3.6 Tevens heeft klaagster in kort geding de veroordeling van verweerder gevorderd tot verwijdering van de sub 3.5 hierboven bedoelde stukken van het internet. Bij  vonnis van 22 januari 2010 heeft de voorzieningenrechter van de rechtbank te Haarlem verweerder geboden de processtukken van de civiele procedure tussen klaagster en de cliënt van verweerder, inclusief alle onderliggende correspondentie en foto’s, en de processtukken van de strafprocedure van de cliënt van verweerder, voor zover die stukken herleidbaar zijn tot de kinderen van klaagster, van het internet te verwijderen en verwijderd te houden, zulks op straffe van een dwangsom.

 Beoordeling

4.1 Verweerder heeft in deze klachtprocedure naar voren gebracht dat hij aandacht wil voor het probleem van eergerelateerd geweld en de nazorg daarvan nu de problemen en procedures tussen zijn cliënt en klaagster daarmee verband houden. Zijn handelen houdt verband met het vragen van deze aandacht. Wat daar ook van zij, in deze tuchtrechtelijke procedure gaat het alleen om de vraag of verweerder gehandeld heeft zoals een behoorlijk advocaat betaamt, zoals bedoeld in artikel 46 Advocatenwet, en staat de door verweerder bedoelde problematiek niet ter beoordeling. De klacht is ingediend door verweerders tegenpartij zodat de raad als uitgangspunt bij de beoordeling zal nemen de door het hof van discipline gehanteerde maatstaf dat de advocaat van de wederpartij een grote mate van vrijheid heeft de belangen van zijn cliënt te behartigen op een wijze die hem goeddunkt. Die vrijheid is echter niet onbeperkt, deze kan onder meer ingeperkt worden indien de advocaat zich onnodig grievend uitlaat of indien de belangen van de wederpartij onnodig of onevenredig worden geschaad zonder dat daarmee een redelijk doel wordt gediend.

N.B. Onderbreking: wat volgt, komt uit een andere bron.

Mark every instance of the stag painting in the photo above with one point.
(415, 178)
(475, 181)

4.2       Verweerder heeft ter zitting aangevoerd dat hij de hem op 5 maart 2009 toegezonden foto’s op het internet heeft geplaatst omdat hij dit in het belang van zijn cliënt achtte, mede in het kader van voornoemde problematiek. Verweerder heeft zich voorts beroepen op zijn vrijheid van meningsuiting. Tevens heeft verweerder aangevoerd dat hij met zijn brief van 25 juni 2009 (zie 3.4) geen excuses heeft gemaakt voor het plaatsen van de foto’s op de omslag van het aanvullende verweerschrift, maar slechts voor de schrik die dit heeft veroorzaakt bij klaagster, zodat klaagster ten onrechte stelt dat zij op grond van die excuses ervan uit mocht gaan dat verdere publicatie van die foto’s achterwege zou blijven.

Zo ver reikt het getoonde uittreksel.